Zaterdag was, naast ongetwijfeld zeventig andere opmerkelijke dingen, ook Obrechtdag (vijfhonderd jaar geleden stierf de Gentenaar Jacob Obrecht in Ferrara aan de pest). Jacob Obrecht (die het bij wikipedia helaas moet stellen met een wel heel karige nederlandstalige pagina) is een van de grotere componisten uit de renaissance, die echter pas in de tweede helft van de vorige eeuw uit de schaduw van Josquin Desprez is kunnen treden.

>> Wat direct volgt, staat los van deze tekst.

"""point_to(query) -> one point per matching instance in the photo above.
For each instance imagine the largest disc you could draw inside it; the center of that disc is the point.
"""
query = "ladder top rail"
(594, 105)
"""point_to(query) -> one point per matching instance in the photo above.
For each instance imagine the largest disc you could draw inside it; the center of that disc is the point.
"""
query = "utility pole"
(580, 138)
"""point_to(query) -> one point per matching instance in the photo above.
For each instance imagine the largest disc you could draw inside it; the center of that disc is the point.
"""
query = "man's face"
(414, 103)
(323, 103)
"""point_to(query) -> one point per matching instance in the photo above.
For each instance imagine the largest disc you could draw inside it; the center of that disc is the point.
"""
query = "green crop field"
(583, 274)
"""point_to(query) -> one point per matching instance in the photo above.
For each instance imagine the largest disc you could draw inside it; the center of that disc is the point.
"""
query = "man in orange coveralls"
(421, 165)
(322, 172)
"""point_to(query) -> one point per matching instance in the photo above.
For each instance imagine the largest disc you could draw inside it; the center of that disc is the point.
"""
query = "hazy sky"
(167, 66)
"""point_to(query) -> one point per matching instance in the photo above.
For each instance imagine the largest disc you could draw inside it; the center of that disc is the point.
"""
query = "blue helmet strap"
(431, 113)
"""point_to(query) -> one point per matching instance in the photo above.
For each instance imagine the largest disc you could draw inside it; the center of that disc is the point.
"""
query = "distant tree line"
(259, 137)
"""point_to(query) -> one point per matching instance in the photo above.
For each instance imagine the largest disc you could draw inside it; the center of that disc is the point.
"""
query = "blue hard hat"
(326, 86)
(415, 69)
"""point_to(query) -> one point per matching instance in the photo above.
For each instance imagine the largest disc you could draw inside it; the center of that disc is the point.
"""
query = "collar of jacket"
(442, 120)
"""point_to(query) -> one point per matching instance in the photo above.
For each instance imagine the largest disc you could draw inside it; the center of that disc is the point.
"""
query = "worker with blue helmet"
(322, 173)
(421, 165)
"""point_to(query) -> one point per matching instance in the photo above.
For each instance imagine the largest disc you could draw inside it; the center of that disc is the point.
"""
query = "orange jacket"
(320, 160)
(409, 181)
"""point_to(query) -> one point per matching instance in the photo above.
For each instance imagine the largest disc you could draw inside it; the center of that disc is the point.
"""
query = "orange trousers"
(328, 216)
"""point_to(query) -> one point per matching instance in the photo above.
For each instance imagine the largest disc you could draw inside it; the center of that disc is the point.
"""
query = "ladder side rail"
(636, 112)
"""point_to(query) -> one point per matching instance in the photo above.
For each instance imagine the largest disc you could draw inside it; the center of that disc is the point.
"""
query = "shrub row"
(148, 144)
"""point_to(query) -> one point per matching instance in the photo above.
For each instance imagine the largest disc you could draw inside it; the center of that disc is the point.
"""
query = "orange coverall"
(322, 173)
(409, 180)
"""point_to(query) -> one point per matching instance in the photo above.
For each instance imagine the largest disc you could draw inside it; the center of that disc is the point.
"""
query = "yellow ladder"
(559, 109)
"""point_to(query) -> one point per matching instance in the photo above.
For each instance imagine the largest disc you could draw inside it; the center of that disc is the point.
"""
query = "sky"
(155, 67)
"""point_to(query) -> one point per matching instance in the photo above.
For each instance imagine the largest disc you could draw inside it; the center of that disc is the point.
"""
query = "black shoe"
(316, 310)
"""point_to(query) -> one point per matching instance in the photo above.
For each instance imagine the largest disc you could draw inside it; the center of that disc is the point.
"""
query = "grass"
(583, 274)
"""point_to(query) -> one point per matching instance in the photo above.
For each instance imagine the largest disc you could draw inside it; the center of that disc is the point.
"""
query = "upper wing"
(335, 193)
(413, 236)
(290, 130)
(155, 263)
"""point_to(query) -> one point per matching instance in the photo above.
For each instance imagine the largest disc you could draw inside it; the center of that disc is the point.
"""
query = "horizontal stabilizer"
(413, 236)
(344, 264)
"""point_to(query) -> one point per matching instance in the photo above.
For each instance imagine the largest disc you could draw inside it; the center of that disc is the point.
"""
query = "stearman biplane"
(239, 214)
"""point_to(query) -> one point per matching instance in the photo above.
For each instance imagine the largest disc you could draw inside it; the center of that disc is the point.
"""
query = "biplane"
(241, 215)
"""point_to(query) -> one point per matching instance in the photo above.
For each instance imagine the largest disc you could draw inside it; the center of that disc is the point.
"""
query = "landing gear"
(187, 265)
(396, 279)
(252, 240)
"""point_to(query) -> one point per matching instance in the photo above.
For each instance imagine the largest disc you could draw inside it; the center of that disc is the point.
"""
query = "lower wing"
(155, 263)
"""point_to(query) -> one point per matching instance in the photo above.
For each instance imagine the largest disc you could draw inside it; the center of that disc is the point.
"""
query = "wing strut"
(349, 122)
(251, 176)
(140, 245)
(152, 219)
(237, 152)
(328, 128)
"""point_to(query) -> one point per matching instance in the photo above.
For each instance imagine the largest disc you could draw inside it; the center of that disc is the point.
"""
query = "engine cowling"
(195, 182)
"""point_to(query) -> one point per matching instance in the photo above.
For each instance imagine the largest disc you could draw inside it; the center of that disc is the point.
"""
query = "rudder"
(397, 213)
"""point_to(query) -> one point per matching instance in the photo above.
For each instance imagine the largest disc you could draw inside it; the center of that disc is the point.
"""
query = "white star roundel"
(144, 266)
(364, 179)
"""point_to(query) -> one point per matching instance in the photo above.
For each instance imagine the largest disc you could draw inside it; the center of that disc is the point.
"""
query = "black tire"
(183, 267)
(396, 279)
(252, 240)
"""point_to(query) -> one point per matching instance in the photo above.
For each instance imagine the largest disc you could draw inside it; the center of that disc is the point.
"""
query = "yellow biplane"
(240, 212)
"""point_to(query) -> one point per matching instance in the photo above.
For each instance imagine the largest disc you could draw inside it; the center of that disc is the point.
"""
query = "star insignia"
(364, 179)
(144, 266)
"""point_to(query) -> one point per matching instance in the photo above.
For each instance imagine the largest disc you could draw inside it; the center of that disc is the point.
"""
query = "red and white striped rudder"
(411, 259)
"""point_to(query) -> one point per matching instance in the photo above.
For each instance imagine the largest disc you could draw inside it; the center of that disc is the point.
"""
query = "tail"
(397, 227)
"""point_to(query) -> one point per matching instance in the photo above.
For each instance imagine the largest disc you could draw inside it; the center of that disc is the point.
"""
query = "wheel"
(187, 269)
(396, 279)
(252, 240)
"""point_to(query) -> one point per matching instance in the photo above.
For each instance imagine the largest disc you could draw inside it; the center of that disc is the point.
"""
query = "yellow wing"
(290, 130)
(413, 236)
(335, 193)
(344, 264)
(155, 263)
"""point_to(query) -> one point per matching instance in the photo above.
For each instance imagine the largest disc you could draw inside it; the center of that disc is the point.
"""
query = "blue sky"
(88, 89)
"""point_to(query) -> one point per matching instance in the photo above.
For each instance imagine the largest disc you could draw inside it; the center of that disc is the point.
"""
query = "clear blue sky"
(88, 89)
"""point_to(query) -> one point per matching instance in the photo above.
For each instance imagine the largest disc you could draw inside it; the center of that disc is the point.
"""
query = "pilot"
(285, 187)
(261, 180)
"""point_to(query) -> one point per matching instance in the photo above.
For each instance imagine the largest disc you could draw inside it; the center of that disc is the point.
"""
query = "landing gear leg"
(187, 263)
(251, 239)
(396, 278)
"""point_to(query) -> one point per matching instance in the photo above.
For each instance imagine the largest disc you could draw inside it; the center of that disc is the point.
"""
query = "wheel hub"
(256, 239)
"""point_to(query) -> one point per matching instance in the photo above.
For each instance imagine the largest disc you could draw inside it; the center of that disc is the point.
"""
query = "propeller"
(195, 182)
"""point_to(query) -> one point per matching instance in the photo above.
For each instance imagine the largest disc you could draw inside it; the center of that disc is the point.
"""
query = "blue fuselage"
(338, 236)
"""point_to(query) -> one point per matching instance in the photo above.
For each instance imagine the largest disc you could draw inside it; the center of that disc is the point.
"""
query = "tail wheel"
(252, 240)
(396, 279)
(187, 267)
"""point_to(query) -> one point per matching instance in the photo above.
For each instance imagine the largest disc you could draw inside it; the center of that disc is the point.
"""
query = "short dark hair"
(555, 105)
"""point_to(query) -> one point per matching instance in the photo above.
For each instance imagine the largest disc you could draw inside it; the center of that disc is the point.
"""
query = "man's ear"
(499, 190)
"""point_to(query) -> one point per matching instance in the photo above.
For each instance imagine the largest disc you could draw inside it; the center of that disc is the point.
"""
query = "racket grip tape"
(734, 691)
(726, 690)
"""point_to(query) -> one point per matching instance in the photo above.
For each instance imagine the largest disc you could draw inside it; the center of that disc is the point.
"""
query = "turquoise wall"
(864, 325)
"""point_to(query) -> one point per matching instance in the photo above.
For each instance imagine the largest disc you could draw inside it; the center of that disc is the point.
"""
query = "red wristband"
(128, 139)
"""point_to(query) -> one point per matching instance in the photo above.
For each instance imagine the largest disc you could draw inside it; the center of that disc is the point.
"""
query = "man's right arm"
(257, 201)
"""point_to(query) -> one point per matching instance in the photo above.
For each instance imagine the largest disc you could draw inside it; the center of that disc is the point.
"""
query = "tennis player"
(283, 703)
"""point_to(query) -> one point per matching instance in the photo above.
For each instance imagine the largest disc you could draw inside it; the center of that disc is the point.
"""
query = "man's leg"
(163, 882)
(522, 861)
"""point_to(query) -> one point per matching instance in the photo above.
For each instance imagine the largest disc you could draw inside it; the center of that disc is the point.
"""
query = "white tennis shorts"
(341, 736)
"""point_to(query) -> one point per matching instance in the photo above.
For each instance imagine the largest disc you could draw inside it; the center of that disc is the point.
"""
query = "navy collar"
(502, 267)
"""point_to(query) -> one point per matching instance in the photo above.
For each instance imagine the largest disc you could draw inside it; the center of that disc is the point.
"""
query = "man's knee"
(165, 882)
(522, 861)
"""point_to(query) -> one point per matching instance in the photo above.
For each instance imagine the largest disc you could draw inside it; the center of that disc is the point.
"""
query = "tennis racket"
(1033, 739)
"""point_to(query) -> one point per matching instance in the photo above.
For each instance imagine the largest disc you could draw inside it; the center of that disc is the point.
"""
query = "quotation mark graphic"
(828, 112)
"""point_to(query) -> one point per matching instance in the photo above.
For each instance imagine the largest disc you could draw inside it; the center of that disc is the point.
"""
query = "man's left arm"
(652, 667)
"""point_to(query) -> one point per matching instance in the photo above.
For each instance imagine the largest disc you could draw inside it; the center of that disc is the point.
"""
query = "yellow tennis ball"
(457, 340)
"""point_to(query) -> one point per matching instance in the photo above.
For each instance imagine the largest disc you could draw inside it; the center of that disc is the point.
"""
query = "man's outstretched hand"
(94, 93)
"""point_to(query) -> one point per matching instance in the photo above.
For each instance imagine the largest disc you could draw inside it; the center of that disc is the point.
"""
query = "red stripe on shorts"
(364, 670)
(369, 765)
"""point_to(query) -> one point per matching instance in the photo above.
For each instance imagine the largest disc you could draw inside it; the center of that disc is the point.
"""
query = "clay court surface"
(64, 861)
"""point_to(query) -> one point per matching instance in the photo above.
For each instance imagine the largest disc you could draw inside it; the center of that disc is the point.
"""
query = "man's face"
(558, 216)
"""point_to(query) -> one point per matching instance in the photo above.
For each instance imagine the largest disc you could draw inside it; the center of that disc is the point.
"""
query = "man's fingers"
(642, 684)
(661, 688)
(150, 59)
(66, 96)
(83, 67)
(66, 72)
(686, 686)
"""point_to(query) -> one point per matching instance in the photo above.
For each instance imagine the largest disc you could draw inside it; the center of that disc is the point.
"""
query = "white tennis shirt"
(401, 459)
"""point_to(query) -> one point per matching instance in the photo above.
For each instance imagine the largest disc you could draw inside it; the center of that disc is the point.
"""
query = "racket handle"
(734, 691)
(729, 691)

Tijdens het concert, zaterdag, werden de twee heren evenwel broederlijk naast elkaar opgevoerd (met een ratio van 8 tegen 2 voor Obrecht). Wie polyfonische muziek afdoet als saai, moet zoch maar eens dringend zijn oor weer te luister leggen bij een van beide meesters. En zeker aanhangers van het minimalisme zullen er hun gading vinden. Neem nu het verschrikkelijk eenvoudig lijkende Agnus Dei:
Agnus Dei,
qui tollis peccata mundi
Miserere nobis
Agnus Dei,
qui tollis peccata mundi
Miserere nobis
Agnus Dei,
qui tollis peccata mundi
Dona nobis pacem
Het is verbazingwekkend welk een rollende, buitelende, virtuoze, gevarieerde, en speelse muziek, met dit simpele vers wordt gevormd. Tuurlijk, het heeft allemaal een religieuze oorsprong, maar als u, zoals ik, voornamelijk naar de muziek luistert om de muziek zelf, mag dit detail bezwaarlijk tussen u en uw genot staan.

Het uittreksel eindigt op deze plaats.